Carnocyclin A (CclA) is a potent antimicrobial peptide from Carnobacterium maltaromaticum UAL307 that displays a broad spectrum of activity against numerous Gram-positive organisms. An amide bond links the N and C termini of this bacteriocin, imparting stability and structural integrity to this 60-amino acid peptide. CclA interacts with lipid bilayers in a voltage-dependent manner and forms anion selective pores. Several other circular bacteriocins have been reported, yet only one (enterocin AS-48) has been structurally characterized. We have now determined the solution structure of CclA by NMR and further examined its anion binding and membrane channel properties. The results reveal that CclA preferentially binds halide anions and has a structure that is surprisingly similar to that of AS-48 despite low sequence identity, different oligomeric state, and disparate function. CclA folds into a compact globular bundle, comprised of four helices surrounding a hydrophobic core. NMR studies show two fluoride ion binding modes for CclA. Our findings suggest that although other circular bacteriocins are likely to have diverse mechanisms of action, many may have a common structural motif. This shared three-dimensional arrangement resembles the fold of mammalian saposins, peptides that either directly lyse membranes or serve as activators of lipid-degrading enzymes.

Carnobacterium maltaromaticum UAL307, isolated from fresh pork, exhibits potent activity against a number of gram-positive organisms, including numerous Listeria species. Three bacteriocins were isolated from culture supernatant, and using matrix-assisted laser desorption ionization-time of flight mass spectrometry and Edman sequencing, two of these bacteriocins were identified as piscicolin 126 and carnobacteriocin BM1, both of which have previously been described. The remaining bacteriocin, with a molecular mass of 5,862 Da, could not be sequenced by traditional methods, suggesting that the peptide was either cyclic or N-terminally blocked. This bacteriocin showed remarkable stability over a wide temperature and pH range and was unaffected by a variety of proteases. After digestion with trypsin and alpha-chymotrypsin, the peptide was de novo sequenced by tandem mass spectrometry and a linear sequence deduced, consisting of 60 amino acids. Based on this sequence, the molecular mass was predicted to be 5,880 Da, 18 units higher than the observed molecular mass, which suggested that the peptide has a cyclic structure. Identification of the genetic sequence revealed that this peptide is circular, formed by a covalent linkage between the N and C termini following cleavage of a 4-residue peptide leader sequence. The results of structural studies suggest that the peptide is highly structured in aqueous conditions. This bacteriocin, named carnocyclin A, is the first reported example of a circular bacteriocin produced by Carnobacterium spp.

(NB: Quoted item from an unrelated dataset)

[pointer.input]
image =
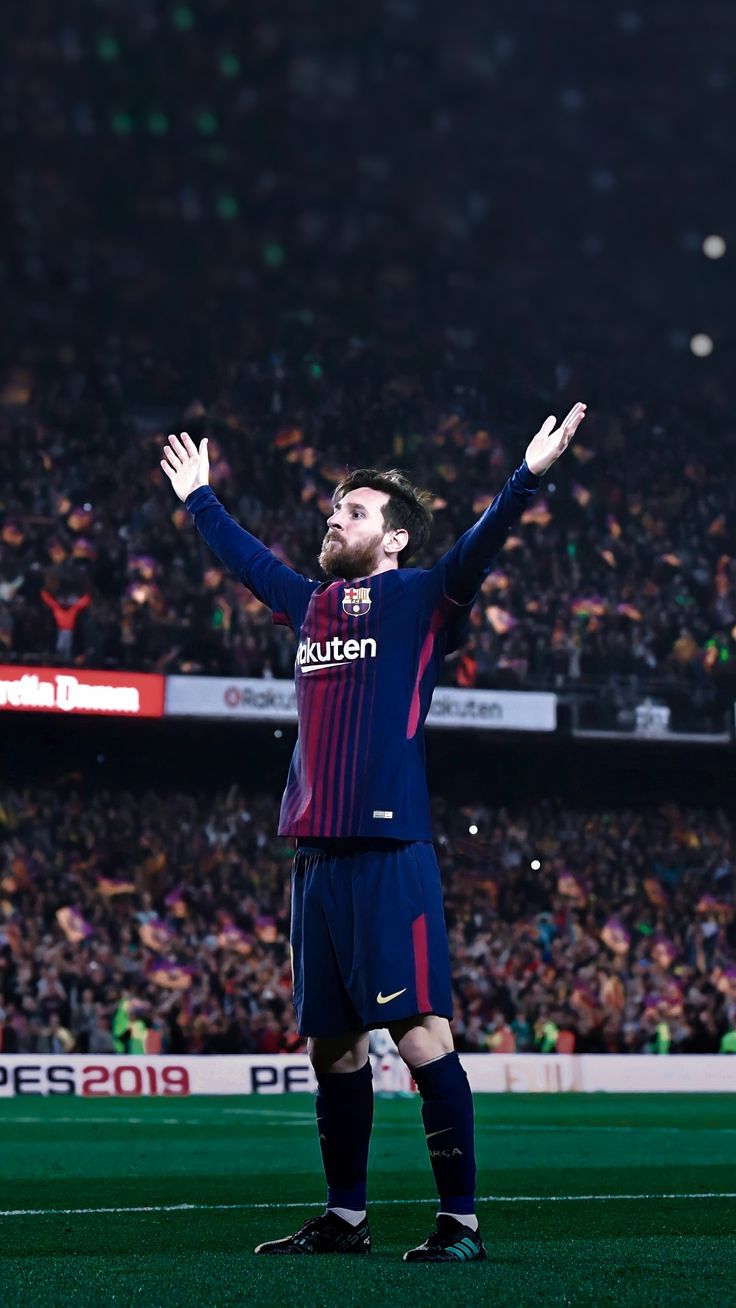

Bacterial resistance to conventional antibiotics is a major challenge in controlling infectious diseases and has necessitated the development of novel approaches in antimicrobial therapy. One such approach is the use of antimicrobial peptides, such as the bacterially produced bacteriocins. Carnocyclin A (CclA) is a 60-amino acid circular bacteriocin produced by Carnobacterium maltaromaticum UAL307 that exhibits potent activity against many Gram-positive bacteria. Lipid bilayer and single channel recording techniques were applied to study the molecular mechanisms by which CclA interacts with the lipid membrane and exerts its antimicrobial effects. Here we show that CclA can form ion channels with a conductance of 35 pS in 150 mM NaCl solution. This channel displays a linear current-voltage relationship, is anion-selective, and its activation is strongly voltage-dependent. The formation of ion channels by CclA is driven by the presence of a negative membrane potential and may result in dissipation of membrane potential. Carnocyclin A's unique functional activities as well as its circular structure make it a potential candidate for developing novel antimicrobial drugs.